A groundbreaking new study in New York could provide a new avenue for dealing with childhood obesity.
Have scientists just found a breakthrough on childhood obesity?
Researchers from NYU Langone Medical Center published a study in the journal JAMA Pediatrics that claims providing water dispensers or “water jets” at schools was connected to weight loss, according to a CBS New York report.
The study examined thousands of schools in New York City and found that children who had water readily available lost weight and lowered their body mass index compared to those who did not.
The study involved more than a million children at 1,200 schools between kindergarten and the 8th grade, and the kids who had access to water jets were four to five pounds lighter on average.

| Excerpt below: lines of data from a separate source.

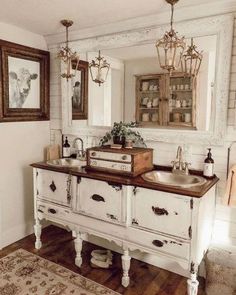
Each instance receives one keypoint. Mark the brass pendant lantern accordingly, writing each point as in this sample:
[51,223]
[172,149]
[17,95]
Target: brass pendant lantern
[67,55]
[170,47]
[191,61]
[99,69]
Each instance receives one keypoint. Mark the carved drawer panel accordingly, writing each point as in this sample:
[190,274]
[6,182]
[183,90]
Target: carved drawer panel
[161,243]
[99,199]
[162,212]
[110,156]
[53,211]
[54,187]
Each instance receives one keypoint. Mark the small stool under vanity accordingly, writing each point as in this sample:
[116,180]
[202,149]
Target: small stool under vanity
[172,222]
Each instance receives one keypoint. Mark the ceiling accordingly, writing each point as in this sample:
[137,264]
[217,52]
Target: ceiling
[43,17]
[205,44]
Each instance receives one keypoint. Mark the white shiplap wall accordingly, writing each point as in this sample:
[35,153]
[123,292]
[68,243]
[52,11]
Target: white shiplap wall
[225,221]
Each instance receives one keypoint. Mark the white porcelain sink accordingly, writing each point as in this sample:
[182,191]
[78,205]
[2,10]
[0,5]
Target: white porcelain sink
[171,179]
[66,162]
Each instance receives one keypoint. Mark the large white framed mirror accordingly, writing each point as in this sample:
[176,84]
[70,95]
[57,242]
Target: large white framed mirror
[131,55]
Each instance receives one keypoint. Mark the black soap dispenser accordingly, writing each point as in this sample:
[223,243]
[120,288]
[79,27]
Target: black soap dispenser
[208,170]
[66,149]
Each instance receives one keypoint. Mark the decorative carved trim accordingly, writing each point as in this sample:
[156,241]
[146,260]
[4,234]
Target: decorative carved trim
[159,211]
[222,26]
[53,186]
[97,198]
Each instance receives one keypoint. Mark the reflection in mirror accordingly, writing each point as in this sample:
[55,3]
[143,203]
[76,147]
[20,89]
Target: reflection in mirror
[137,89]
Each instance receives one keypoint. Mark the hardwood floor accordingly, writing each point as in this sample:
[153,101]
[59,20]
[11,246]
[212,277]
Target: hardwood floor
[146,279]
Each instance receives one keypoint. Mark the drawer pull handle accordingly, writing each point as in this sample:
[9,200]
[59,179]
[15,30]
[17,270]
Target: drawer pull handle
[53,186]
[52,211]
[111,216]
[158,243]
[159,211]
[97,198]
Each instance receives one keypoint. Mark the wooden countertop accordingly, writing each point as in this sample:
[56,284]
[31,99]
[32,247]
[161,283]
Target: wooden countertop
[195,191]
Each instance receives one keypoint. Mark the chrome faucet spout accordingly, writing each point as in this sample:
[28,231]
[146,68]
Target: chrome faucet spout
[179,166]
[80,152]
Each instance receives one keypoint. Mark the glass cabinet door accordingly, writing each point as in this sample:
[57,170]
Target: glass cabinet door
[149,92]
[182,104]
[163,100]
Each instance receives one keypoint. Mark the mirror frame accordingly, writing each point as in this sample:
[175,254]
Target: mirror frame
[221,26]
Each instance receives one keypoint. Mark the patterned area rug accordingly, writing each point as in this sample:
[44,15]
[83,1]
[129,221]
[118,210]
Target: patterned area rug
[23,273]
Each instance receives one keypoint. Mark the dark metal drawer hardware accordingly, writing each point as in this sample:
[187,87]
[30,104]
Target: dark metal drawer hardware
[68,189]
[53,186]
[176,243]
[98,198]
[111,216]
[52,211]
[158,243]
[190,232]
[191,204]
[135,190]
[134,221]
[159,211]
[116,186]
[40,210]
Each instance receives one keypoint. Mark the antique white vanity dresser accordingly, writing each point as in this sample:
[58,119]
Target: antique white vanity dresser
[173,223]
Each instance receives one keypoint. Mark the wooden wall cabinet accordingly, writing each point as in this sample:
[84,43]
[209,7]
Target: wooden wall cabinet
[163,100]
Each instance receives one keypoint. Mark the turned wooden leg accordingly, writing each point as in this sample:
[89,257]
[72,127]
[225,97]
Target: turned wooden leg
[192,284]
[78,249]
[37,232]
[125,265]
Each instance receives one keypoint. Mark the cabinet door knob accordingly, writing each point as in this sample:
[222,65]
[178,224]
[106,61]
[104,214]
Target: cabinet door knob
[53,186]
[52,211]
[111,216]
[159,211]
[158,243]
[97,198]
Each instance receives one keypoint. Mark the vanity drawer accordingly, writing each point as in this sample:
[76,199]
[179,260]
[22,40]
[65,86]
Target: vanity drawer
[53,186]
[110,156]
[161,243]
[99,199]
[110,165]
[163,212]
[53,210]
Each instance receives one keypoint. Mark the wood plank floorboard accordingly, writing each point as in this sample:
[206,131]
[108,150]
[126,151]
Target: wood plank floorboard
[58,246]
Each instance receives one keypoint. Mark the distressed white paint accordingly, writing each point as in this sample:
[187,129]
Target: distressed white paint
[225,220]
[182,235]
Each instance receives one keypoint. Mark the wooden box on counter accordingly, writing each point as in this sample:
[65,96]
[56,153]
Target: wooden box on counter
[130,162]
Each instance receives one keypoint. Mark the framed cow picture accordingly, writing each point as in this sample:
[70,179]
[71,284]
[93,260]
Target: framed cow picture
[79,85]
[24,83]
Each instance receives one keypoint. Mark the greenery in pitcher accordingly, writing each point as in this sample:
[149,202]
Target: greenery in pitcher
[123,131]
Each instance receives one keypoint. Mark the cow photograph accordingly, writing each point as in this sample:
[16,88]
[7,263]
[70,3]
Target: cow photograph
[24,83]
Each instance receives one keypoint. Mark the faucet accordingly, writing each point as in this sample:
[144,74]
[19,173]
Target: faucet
[179,166]
[80,152]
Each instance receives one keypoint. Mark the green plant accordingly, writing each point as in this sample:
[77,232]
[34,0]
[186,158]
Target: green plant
[123,130]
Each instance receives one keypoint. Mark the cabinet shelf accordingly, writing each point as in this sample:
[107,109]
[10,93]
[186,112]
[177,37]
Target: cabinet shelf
[148,109]
[149,91]
[165,112]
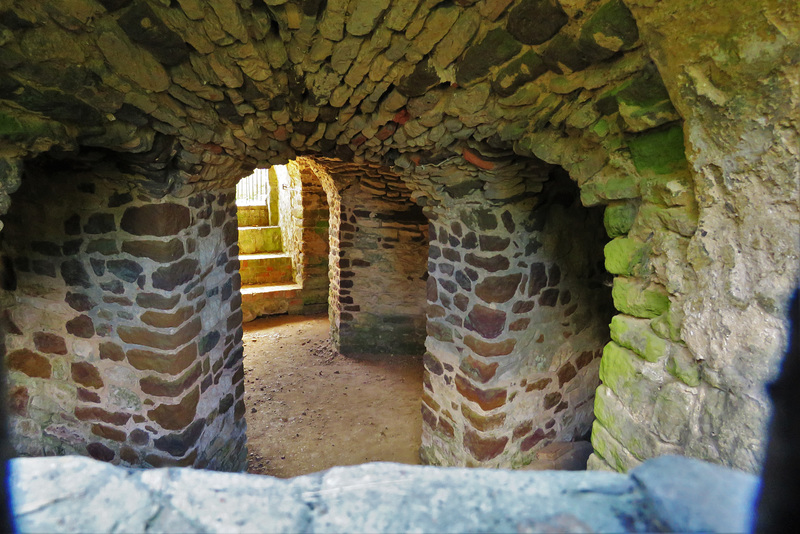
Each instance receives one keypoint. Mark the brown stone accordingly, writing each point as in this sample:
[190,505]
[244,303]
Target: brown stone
[491,264]
[522,430]
[483,448]
[49,343]
[489,350]
[169,363]
[551,399]
[538,385]
[487,322]
[498,288]
[478,371]
[176,416]
[98,451]
[114,434]
[159,251]
[142,336]
[531,441]
[483,422]
[88,396]
[584,359]
[18,401]
[31,363]
[487,399]
[86,374]
[566,373]
[519,325]
[159,220]
[175,274]
[81,326]
[154,300]
[111,351]
[168,320]
[99,414]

It could be a tremendous breakthrough that could lead to lowering the weight of kids nationwide.
Getting kids to lose weight is a tricky subject, because there is the risk of cutting too many calories and stunting a child’s growth. However, this represents a perfect way to combat childhood obesity, as it simply involves children drinking more water. It’s also a low-cost measure for cash-strapped municipalities.
“This study demonstrates that doing something as simple as providing free and readily available water to students may have positive impacts on their overall health, particularly weight management,” study senior investigator Brian Elbe, an associate professor in the Department of Population Health at NYU Langone and NYU Wagner Graduate School of Public Service, said in a statement. “Our findings suggest that this relatively low-cost intervention is, in fact, working.”
Amy Ellen Schwartz, PhD, Director of the NYU Institute for Education and Social Policy and Daniel Patrick Moynihan Chair in Public Affairs at Syracuse University’s Maxwell School of Citizenship and Public Affairs added in the statement that, “Decreasing the amount of caloric beverages consumed and simultaneously increasing water consumption is important to promote children’s health and decrease the prevalence of childhood obesity. Schools are a natural setting for such interventions.”